Vale la pena repetirlo: no hay precedente en la historia moderna para una muestra masiva de desunión por parte de delegados electos en una convención política nacional como ocurrió esta semana en Filadelfia. Cientos de personas elegidas en las primarias y las asambleas no solo abandonaron la arena de Wells Fargo, posteriormente organizaron actos incendiarios de desobediencia civil y observaron a los policías antidisturbios de la Policía del Estado de Pensilvania para expresar la profundidad de su oposición a Hillary. Luego, el jueves, franjas de delegados cantaron, abuchearon, se burlaron y abandonaron a Hillary durante su discurso de aceptación de la nominación. El análogo más cercano puede ser la infame convención demócrata de 1968, que estalló en confusión principalmente durante la Guerra de Vietnam. Pero esa agitación tuvo que ver principalmente con las protestas externas y la violencia de la policía de Chicago. Estos actos de rebelión en Filadelfia fueron llevados a cabo por delegados debidamente acreditados.

La falta de cobertura que recibió el tumulto, a pesar de su importancia histórica, es indicativo de un problema más amplio que los partidarios de Sanders han identificado durante mucho tiempo: pocos miembros de los medios de élite simpatizan con el movimiento "Bernie or Bust", que ha resultado en medios desproporcionadamente escasos. atención. Por el contrario, el fallido movimiento #NeverTrump tuvo innumerables devotos activos en las esferas políticas, mediáticas y auxiliares de élite, por lo que recibió una cobertura descomunal en relación con el número real de votantes republicanos que apoyaron esa posición. Además, los periodistas bien posicionados tienden a estar fascinados por los movimientos de protesta conservadores, pero desdeñosos y despectivos a los movimientos de protesta de izquierda.

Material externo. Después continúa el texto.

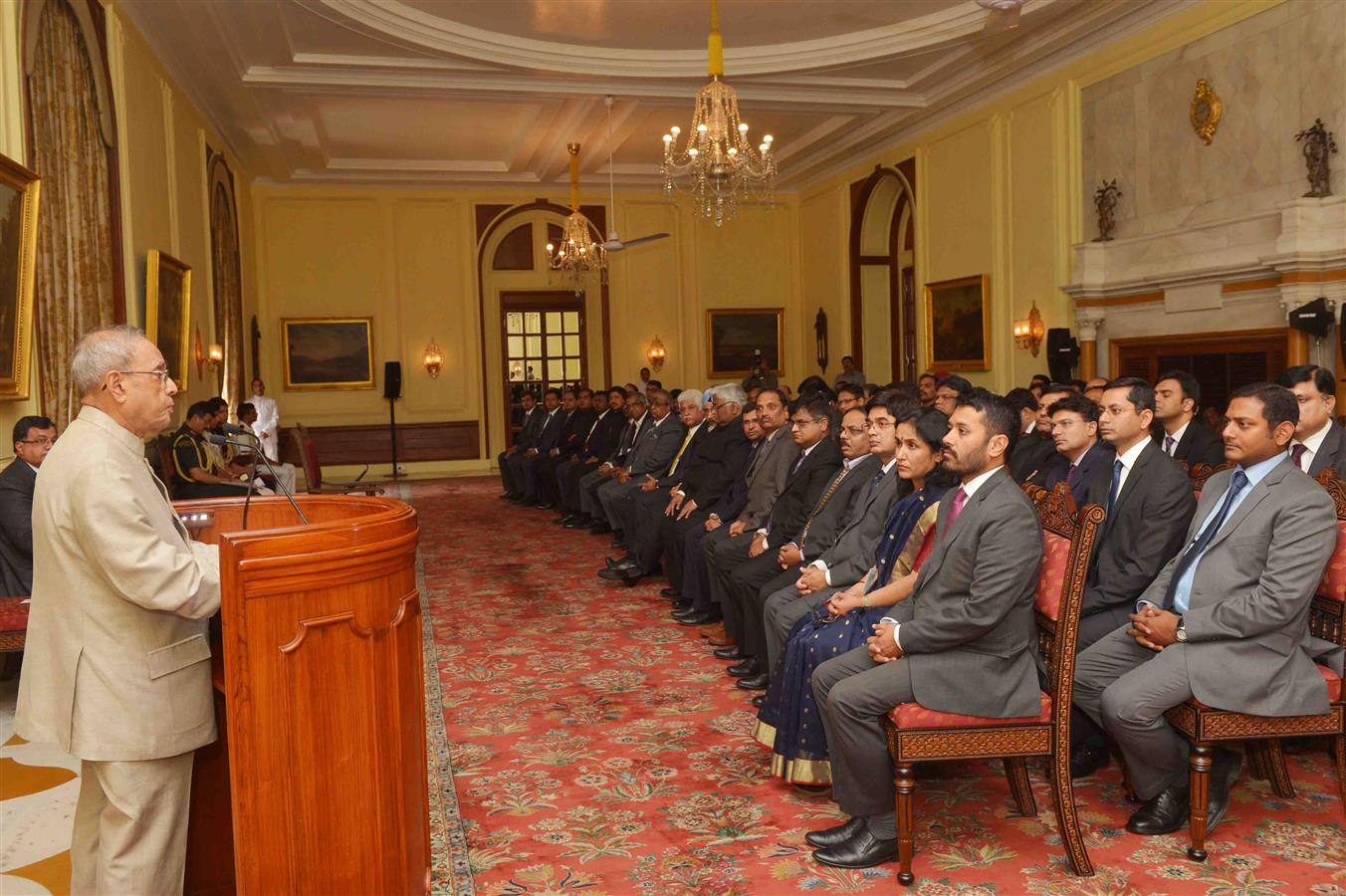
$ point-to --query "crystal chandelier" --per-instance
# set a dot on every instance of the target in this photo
(577, 255)
(718, 164)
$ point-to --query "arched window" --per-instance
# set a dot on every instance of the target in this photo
(72, 140)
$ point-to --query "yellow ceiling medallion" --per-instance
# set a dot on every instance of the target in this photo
(1205, 112)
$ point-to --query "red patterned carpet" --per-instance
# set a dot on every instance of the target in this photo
(597, 747)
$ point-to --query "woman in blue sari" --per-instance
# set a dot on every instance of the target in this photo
(787, 722)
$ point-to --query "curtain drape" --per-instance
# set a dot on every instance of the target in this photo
(75, 279)
(229, 299)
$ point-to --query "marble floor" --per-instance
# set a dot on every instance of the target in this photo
(38, 788)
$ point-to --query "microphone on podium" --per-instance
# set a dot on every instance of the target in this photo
(255, 445)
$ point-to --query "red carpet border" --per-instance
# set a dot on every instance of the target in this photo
(596, 747)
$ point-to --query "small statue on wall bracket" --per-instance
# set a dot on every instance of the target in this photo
(1105, 201)
(1318, 145)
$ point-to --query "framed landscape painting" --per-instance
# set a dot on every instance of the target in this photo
(328, 352)
(18, 255)
(168, 311)
(734, 336)
(957, 325)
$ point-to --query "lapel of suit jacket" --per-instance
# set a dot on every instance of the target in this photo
(945, 540)
(1253, 498)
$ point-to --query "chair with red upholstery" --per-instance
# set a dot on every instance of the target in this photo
(917, 734)
(1207, 726)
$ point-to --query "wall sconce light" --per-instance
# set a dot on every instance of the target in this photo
(434, 359)
(656, 354)
(1029, 332)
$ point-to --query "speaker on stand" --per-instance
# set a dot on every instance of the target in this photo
(393, 390)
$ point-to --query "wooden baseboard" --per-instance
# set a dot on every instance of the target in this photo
(458, 440)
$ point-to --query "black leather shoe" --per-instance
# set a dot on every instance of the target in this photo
(1224, 773)
(833, 835)
(746, 669)
(756, 682)
(1086, 761)
(861, 850)
(1162, 814)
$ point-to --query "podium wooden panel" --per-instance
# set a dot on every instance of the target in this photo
(318, 781)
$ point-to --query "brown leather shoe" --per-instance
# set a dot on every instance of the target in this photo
(714, 630)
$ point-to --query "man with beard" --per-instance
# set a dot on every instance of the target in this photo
(964, 642)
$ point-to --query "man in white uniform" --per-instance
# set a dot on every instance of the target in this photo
(117, 666)
(268, 420)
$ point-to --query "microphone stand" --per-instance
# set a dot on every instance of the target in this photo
(256, 443)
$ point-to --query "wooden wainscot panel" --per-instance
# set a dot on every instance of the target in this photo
(457, 440)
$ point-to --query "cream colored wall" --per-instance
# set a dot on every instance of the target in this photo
(998, 194)
(161, 141)
(406, 257)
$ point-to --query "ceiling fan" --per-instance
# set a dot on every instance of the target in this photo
(614, 242)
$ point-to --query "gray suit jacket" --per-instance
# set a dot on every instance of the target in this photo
(851, 554)
(766, 477)
(1331, 452)
(1247, 646)
(656, 445)
(968, 630)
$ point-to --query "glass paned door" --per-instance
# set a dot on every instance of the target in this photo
(543, 345)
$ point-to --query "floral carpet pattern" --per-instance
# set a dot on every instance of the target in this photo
(596, 747)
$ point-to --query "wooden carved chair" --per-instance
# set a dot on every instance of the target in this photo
(314, 471)
(917, 734)
(1207, 726)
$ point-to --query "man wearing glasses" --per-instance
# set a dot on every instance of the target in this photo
(33, 439)
(117, 666)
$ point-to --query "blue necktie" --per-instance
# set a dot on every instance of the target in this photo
(1116, 485)
(1193, 554)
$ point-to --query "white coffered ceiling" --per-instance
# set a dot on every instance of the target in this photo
(489, 92)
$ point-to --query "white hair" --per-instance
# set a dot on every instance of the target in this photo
(691, 397)
(100, 351)
(733, 393)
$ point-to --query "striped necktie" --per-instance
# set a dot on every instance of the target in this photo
(822, 501)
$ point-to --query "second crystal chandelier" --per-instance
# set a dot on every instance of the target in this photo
(718, 164)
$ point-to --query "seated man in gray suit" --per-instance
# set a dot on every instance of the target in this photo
(1225, 622)
(964, 642)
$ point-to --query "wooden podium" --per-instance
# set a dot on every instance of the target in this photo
(317, 784)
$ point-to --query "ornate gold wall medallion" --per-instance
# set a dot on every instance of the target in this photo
(1205, 112)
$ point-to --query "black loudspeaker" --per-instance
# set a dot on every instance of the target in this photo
(1062, 354)
(392, 379)
(1312, 318)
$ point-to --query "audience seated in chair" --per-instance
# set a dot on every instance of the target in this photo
(1225, 622)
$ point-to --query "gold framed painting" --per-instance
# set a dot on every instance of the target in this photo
(168, 311)
(735, 336)
(957, 325)
(328, 352)
(18, 256)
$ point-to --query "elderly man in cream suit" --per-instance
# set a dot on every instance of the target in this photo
(117, 665)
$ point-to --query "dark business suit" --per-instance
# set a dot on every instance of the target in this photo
(602, 441)
(641, 512)
(1331, 452)
(734, 572)
(524, 439)
(1198, 445)
(1247, 644)
(683, 537)
(16, 485)
(1093, 463)
(968, 638)
(1028, 454)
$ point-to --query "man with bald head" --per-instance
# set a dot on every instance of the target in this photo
(117, 666)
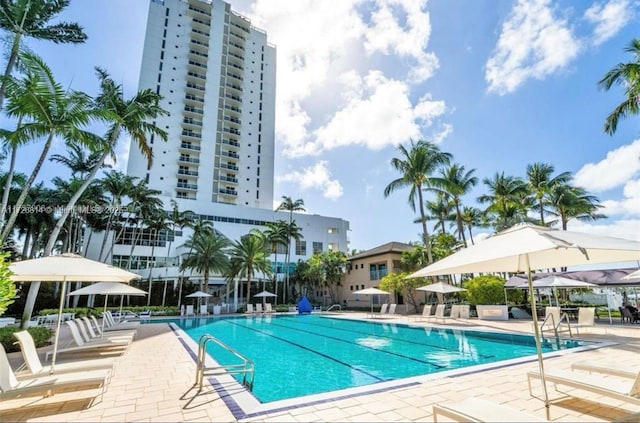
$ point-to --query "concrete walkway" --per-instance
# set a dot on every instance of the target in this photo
(153, 382)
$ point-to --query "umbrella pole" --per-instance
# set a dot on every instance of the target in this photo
(57, 338)
(106, 297)
(534, 313)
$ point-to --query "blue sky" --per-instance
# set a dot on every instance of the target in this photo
(499, 84)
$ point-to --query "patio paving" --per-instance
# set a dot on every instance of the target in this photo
(153, 382)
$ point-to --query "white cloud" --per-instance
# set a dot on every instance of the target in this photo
(534, 43)
(616, 169)
(386, 34)
(608, 18)
(316, 177)
(377, 113)
(324, 43)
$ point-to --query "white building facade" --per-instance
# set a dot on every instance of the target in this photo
(216, 73)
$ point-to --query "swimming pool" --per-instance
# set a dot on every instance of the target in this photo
(296, 355)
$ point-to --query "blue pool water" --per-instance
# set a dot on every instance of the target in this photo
(297, 355)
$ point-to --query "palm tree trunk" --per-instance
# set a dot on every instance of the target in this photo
(25, 191)
(72, 202)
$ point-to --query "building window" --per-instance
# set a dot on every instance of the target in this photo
(301, 248)
(377, 271)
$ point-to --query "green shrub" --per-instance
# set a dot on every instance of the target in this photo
(485, 290)
(41, 336)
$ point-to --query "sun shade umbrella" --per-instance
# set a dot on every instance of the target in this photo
(526, 247)
(440, 288)
(371, 291)
(106, 289)
(66, 268)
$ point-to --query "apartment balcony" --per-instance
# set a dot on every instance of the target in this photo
(228, 192)
(231, 154)
(186, 185)
(184, 159)
(188, 173)
(229, 167)
(189, 146)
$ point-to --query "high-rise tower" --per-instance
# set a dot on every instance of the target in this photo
(216, 73)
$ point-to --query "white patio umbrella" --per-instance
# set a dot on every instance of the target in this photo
(106, 289)
(371, 291)
(264, 295)
(66, 268)
(440, 288)
(556, 282)
(198, 295)
(526, 247)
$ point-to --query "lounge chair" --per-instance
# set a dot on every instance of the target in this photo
(189, 311)
(622, 389)
(107, 347)
(614, 369)
(11, 387)
(33, 364)
(478, 410)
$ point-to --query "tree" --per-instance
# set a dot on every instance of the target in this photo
(29, 18)
(541, 183)
(7, 287)
(627, 75)
(207, 254)
(51, 110)
(125, 117)
(249, 256)
(457, 182)
(289, 205)
(416, 166)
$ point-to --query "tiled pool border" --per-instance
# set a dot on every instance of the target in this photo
(242, 404)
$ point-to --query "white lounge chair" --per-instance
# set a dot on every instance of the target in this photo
(478, 410)
(11, 387)
(622, 389)
(33, 364)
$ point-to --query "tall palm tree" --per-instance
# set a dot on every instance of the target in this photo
(129, 117)
(627, 75)
(506, 198)
(541, 183)
(51, 112)
(417, 166)
(249, 256)
(207, 254)
(30, 18)
(569, 202)
(289, 205)
(457, 182)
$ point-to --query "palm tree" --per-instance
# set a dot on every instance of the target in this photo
(289, 205)
(456, 182)
(627, 75)
(30, 18)
(507, 199)
(249, 255)
(569, 202)
(207, 254)
(52, 112)
(417, 165)
(125, 117)
(541, 183)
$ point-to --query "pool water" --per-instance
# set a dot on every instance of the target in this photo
(296, 355)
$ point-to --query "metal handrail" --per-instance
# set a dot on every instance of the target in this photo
(246, 368)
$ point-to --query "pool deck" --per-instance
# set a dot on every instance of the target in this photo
(153, 381)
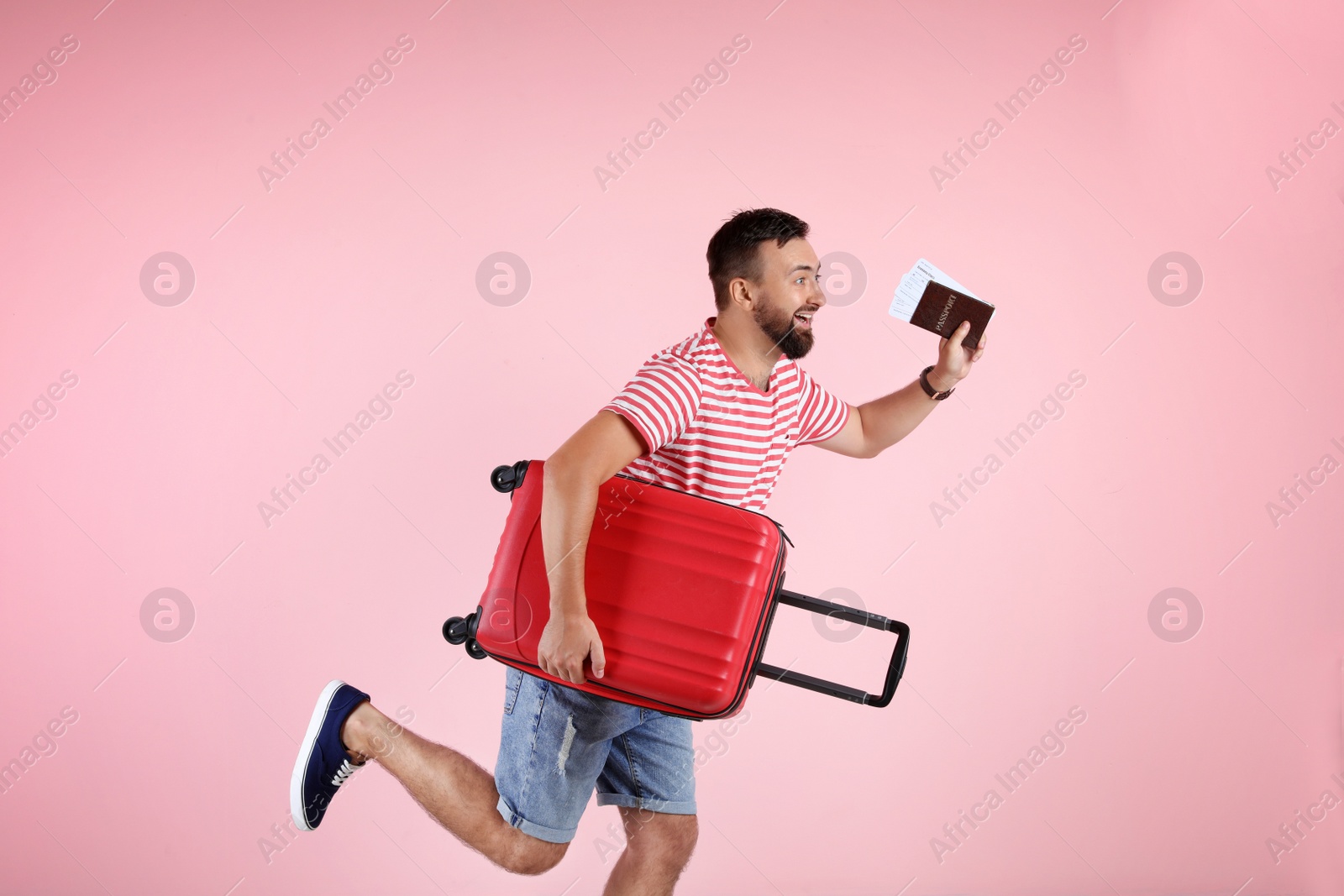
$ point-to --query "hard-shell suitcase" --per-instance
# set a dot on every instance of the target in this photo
(682, 590)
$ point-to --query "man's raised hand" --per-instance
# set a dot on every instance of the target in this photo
(566, 642)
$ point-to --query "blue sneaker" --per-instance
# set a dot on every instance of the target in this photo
(323, 765)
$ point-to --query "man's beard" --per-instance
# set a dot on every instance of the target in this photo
(783, 331)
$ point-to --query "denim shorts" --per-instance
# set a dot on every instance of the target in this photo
(558, 743)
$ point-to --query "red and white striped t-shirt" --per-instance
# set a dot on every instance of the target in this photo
(711, 432)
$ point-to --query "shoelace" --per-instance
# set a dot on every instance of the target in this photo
(346, 770)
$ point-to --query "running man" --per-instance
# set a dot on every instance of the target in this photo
(717, 416)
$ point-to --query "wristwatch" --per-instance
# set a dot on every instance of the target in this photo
(929, 390)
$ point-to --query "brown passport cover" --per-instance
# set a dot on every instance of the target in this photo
(941, 309)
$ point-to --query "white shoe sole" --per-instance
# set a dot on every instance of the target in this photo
(306, 752)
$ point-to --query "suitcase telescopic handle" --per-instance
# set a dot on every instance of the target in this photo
(871, 620)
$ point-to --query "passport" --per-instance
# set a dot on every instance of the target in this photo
(931, 300)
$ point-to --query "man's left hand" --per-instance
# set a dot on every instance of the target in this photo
(954, 359)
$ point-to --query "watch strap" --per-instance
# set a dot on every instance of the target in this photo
(927, 387)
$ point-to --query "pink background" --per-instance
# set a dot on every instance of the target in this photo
(309, 297)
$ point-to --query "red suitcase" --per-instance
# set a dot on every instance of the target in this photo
(682, 590)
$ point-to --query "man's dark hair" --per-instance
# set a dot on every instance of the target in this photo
(732, 249)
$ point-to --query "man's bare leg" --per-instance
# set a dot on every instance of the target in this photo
(450, 788)
(658, 846)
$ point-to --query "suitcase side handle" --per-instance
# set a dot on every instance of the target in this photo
(871, 620)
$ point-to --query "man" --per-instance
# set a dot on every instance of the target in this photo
(717, 414)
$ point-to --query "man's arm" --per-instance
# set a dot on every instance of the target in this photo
(597, 452)
(878, 425)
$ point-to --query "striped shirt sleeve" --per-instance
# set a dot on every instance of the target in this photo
(660, 401)
(820, 412)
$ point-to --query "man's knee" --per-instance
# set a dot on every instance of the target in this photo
(528, 855)
(662, 836)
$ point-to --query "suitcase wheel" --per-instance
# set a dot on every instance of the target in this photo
(454, 631)
(508, 476)
(503, 479)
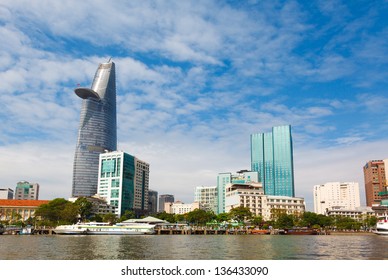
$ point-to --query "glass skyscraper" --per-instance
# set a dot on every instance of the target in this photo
(97, 131)
(272, 157)
(124, 182)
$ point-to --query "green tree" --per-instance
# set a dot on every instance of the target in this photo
(240, 214)
(285, 221)
(222, 217)
(128, 214)
(257, 220)
(84, 207)
(165, 216)
(54, 213)
(199, 217)
(109, 218)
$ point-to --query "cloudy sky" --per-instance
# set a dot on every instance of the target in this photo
(194, 80)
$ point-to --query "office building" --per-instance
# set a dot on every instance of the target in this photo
(241, 177)
(16, 210)
(163, 198)
(6, 193)
(27, 191)
(251, 195)
(152, 201)
(336, 195)
(123, 181)
(97, 129)
(180, 208)
(207, 198)
(272, 157)
(375, 181)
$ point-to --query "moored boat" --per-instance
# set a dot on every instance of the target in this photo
(299, 231)
(382, 226)
(70, 229)
(260, 231)
(94, 228)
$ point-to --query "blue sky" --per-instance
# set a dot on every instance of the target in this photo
(194, 80)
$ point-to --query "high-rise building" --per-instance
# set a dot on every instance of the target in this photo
(152, 201)
(27, 191)
(97, 131)
(207, 197)
(163, 198)
(375, 181)
(6, 193)
(123, 180)
(272, 157)
(251, 195)
(242, 177)
(336, 195)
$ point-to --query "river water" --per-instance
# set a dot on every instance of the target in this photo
(194, 247)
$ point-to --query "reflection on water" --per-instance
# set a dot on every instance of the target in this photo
(194, 247)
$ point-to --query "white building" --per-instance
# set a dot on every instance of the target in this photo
(6, 193)
(336, 195)
(27, 191)
(123, 182)
(207, 197)
(252, 195)
(358, 214)
(223, 179)
(179, 207)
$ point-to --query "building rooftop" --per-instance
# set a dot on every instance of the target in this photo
(22, 203)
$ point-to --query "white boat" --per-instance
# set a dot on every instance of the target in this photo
(382, 226)
(70, 229)
(94, 228)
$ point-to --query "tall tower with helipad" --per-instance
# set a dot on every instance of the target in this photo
(97, 131)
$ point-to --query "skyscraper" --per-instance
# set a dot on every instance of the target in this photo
(272, 157)
(97, 129)
(336, 195)
(27, 191)
(242, 177)
(375, 180)
(124, 182)
(163, 198)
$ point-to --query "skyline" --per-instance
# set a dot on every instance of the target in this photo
(194, 80)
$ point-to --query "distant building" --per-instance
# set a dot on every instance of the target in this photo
(272, 157)
(97, 130)
(207, 197)
(251, 195)
(163, 198)
(6, 193)
(27, 191)
(335, 194)
(375, 181)
(99, 205)
(241, 177)
(180, 208)
(123, 182)
(152, 201)
(12, 209)
(359, 214)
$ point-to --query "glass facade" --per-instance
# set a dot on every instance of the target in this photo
(223, 179)
(97, 129)
(123, 180)
(272, 156)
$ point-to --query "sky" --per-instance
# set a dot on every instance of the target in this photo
(194, 80)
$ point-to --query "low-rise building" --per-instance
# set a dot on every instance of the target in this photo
(207, 197)
(26, 190)
(179, 207)
(251, 195)
(358, 214)
(6, 193)
(12, 209)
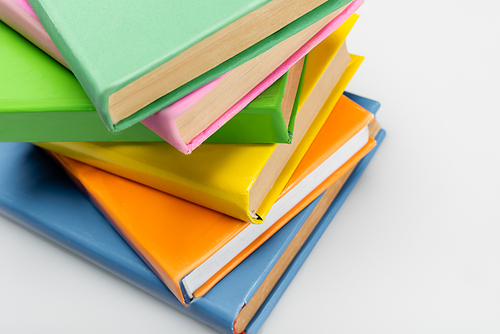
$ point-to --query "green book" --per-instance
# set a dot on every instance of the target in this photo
(134, 58)
(41, 101)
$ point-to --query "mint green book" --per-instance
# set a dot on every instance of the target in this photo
(41, 101)
(134, 58)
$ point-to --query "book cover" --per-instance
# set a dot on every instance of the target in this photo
(19, 15)
(206, 176)
(42, 101)
(179, 123)
(191, 247)
(258, 122)
(36, 193)
(137, 76)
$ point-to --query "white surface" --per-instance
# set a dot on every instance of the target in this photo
(416, 246)
(216, 262)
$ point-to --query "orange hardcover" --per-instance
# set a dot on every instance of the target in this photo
(175, 236)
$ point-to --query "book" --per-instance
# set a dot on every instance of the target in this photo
(41, 101)
(206, 177)
(190, 247)
(19, 15)
(163, 122)
(136, 70)
(187, 124)
(35, 192)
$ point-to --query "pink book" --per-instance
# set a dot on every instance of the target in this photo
(19, 15)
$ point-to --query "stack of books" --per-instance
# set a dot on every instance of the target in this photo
(208, 144)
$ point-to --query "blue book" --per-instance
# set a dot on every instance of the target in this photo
(36, 192)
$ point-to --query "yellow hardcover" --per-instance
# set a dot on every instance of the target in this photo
(217, 176)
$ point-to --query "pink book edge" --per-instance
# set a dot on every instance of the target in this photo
(163, 121)
(19, 16)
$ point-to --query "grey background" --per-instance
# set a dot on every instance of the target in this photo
(415, 248)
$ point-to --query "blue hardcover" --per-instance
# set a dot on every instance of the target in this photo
(37, 193)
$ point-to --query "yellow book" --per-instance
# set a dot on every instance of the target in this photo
(240, 180)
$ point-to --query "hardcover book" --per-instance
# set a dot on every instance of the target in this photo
(152, 221)
(42, 101)
(128, 75)
(19, 15)
(259, 123)
(35, 192)
(206, 176)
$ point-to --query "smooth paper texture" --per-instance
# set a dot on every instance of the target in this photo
(155, 223)
(41, 101)
(35, 192)
(107, 52)
(163, 122)
(19, 16)
(216, 176)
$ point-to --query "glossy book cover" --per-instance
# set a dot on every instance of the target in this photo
(157, 225)
(35, 192)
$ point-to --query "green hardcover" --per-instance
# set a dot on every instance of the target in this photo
(262, 121)
(107, 52)
(41, 101)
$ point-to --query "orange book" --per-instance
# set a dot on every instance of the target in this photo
(191, 247)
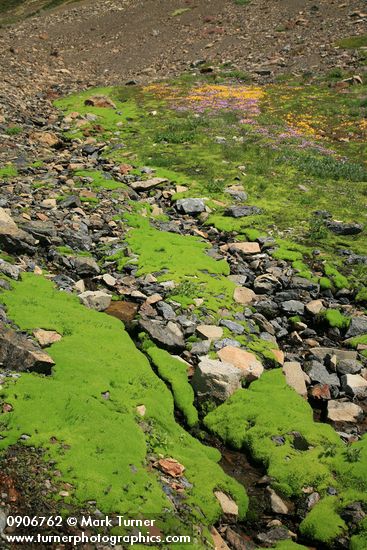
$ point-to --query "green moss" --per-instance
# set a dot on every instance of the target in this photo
(174, 372)
(100, 179)
(98, 444)
(168, 254)
(336, 319)
(8, 172)
(323, 523)
(338, 280)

Como consecuencia de todo esto, quizás no había nadie próximo a Hillary que pudiera haberle transmitido hasta qué punto el núcleo activista del partido demócrata la despreciaba. Las ramificaciones pueden ser más claras para ella en noviembre.

Michael Tracey es periodista y vive en la ciudad de Nueva York.

Ver el vídeo: #PanamPodcast: Lo que nadie dice de Hillary Clinton (Diciembre 2019).